Salut à tous, je souhaite parler de quelque chose que j’espère ne choquera pas trop, je veux parler de toutes ces petites habitudes, manies, petits plaisirs difficilement avouables dans l'injection dont je ne parle à personne de peur du regard des autres tellement j'ai honte. A contrario j'entends souvent des amis parler du plaisir que sniffer ou fumer leur procure sans soucis et ça ne choque personne. Pour ma part je n'en parle pas au risque de passer pour une extraterrestre, déjà que cela a été très compliqué d'avouer à mes amis proches que j'injectais... Mais maintenant quand on me propose une trace ou une
base dans certaines situations seulement, j'arrive à demander si je peux la prendre autrement et je fais ça rapidement et discrètement à l'abri des regards.
Pour le contexte, je sors de cure de
sevrage de début décembre à mi février. En sortant je suis allée vivre chez mon compagnon, par peur de retourner chez moi où il restait encore des seringues. Au bout d'un mois j'ai trouvé du travail et un mois et quelques après j'avais ma première paie, avec un désir incontrôlable et incompréhensible de shooter. Partie faire les magasins j'ai craqué et me suis fait livrer au centre commercial où il y avait une pharmacie et des
steribox bien sur. Le soir rentrée mon compagnon, ancien shooteux d'
héro d'il y a 10 ans qui ne veux plus rien avoir à faire avec toutes les drogues, m'a posé la question si j'avais rechuté et je n'ai pas menti, de toute façon je ne sais pas faire et c'est un vrai radar. Le lendemain matin à la première heure je me faisait reconduire chez moi avec toutes mes affaires avec un « c'est fini ». J'ai ruiné mon couple car pour lui après 5 ans trop c'est trop à supporter. Alors que pourtant tout allait bien mieux travail, visites régulières de mon fils, règlement des problèmes administratifs et financiers, permis de conduire, hygiène de vie, moral... J'ai du coup tout perdu en un claquement de doigt. Quelle abruti...

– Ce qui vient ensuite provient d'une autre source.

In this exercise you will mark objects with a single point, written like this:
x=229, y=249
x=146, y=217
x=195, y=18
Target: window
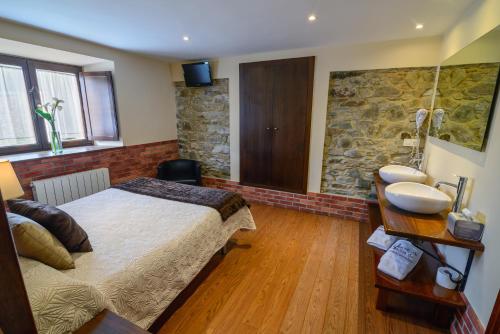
x=64, y=86
x=16, y=128
x=24, y=83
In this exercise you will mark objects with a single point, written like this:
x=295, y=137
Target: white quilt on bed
x=146, y=249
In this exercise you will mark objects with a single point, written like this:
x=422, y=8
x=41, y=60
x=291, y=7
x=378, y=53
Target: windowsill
x=48, y=154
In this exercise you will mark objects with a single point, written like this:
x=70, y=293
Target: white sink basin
x=397, y=173
x=416, y=197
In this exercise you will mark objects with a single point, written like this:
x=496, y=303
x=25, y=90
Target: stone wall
x=203, y=126
x=465, y=93
x=369, y=114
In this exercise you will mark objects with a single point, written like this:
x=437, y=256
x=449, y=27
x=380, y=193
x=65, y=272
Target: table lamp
x=9, y=184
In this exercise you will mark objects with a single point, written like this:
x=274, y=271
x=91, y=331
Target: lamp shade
x=9, y=184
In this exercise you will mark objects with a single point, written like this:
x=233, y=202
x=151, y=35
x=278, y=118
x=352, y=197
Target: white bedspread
x=146, y=249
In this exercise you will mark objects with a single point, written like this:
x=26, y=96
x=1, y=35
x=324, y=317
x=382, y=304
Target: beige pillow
x=36, y=242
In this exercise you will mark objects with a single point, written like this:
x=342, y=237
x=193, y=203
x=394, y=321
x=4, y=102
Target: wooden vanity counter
x=419, y=286
x=417, y=226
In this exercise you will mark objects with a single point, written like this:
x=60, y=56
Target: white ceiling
x=233, y=27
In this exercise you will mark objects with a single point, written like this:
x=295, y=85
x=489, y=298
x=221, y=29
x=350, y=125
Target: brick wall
x=324, y=204
x=466, y=321
x=123, y=162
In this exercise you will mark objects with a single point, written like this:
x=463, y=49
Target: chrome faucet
x=462, y=183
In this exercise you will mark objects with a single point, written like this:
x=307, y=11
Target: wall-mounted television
x=197, y=74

Depuis je réinjecte tout les jours et j'ai repris ces petites habitudes, manies, petits plaisirs difficilement avouables comme avant. Aller je me lance, je veux parler du plaisir au moment du flash, m'allonger et profiter avec de la musique ; la manie de refaire une tirette après, pour vérifier qu'on était bien dedans, que l'on renvoi plus fort et qui accentue le flash je trouve ; la manie de laisser le garo même si la veine est trouvée pour que ça parte tout d'un coup une fois tout poussé ; l'habitude de faire ses cotons jusqu'à épuisement et la mauvaise de continuer même si ce n'est plus que de l'eau juste pour le plaisir du geste et pour faire passer le
craving au risque de faire une
poussière ; l'habitude de faire aussi les fonds d'aiguilles et de seringues de la session en aspirant tout ce qui peux y rester pour ne ce serait ce que ressentir quelque chose de léger ; j'ai la manie d'avoir les veines qui se bouche dû à une très mauvaise circulation sanguine (j'ai des parents très variceux et flébiteux malheureusement) du coup lorsque je shoot, pendant et après je masse les zones du corps qui ont noircies et sont sensibles (pieds, mains, poignets, sous les bras), pour les orteils je déclenche des impatiences qui relance la circulation et surtout les jugulaires que j'ai découvertes qui accentue le flash, notamment cette sensation de tremblement de terre qu'il ne faut pas trop pousser non plus étant les prémices des convulsions ; l'habitude de tout peser ce que j'injecte pour éviter l'OD dont je me méfie car j'en ai fait des belles non mortelles déjà ; la manie de me transformer en passoire quand je n'arrives pas à en trouver une seule et de voir à quel point je peux m'acharner, flippant parfois ; et d'autres encore...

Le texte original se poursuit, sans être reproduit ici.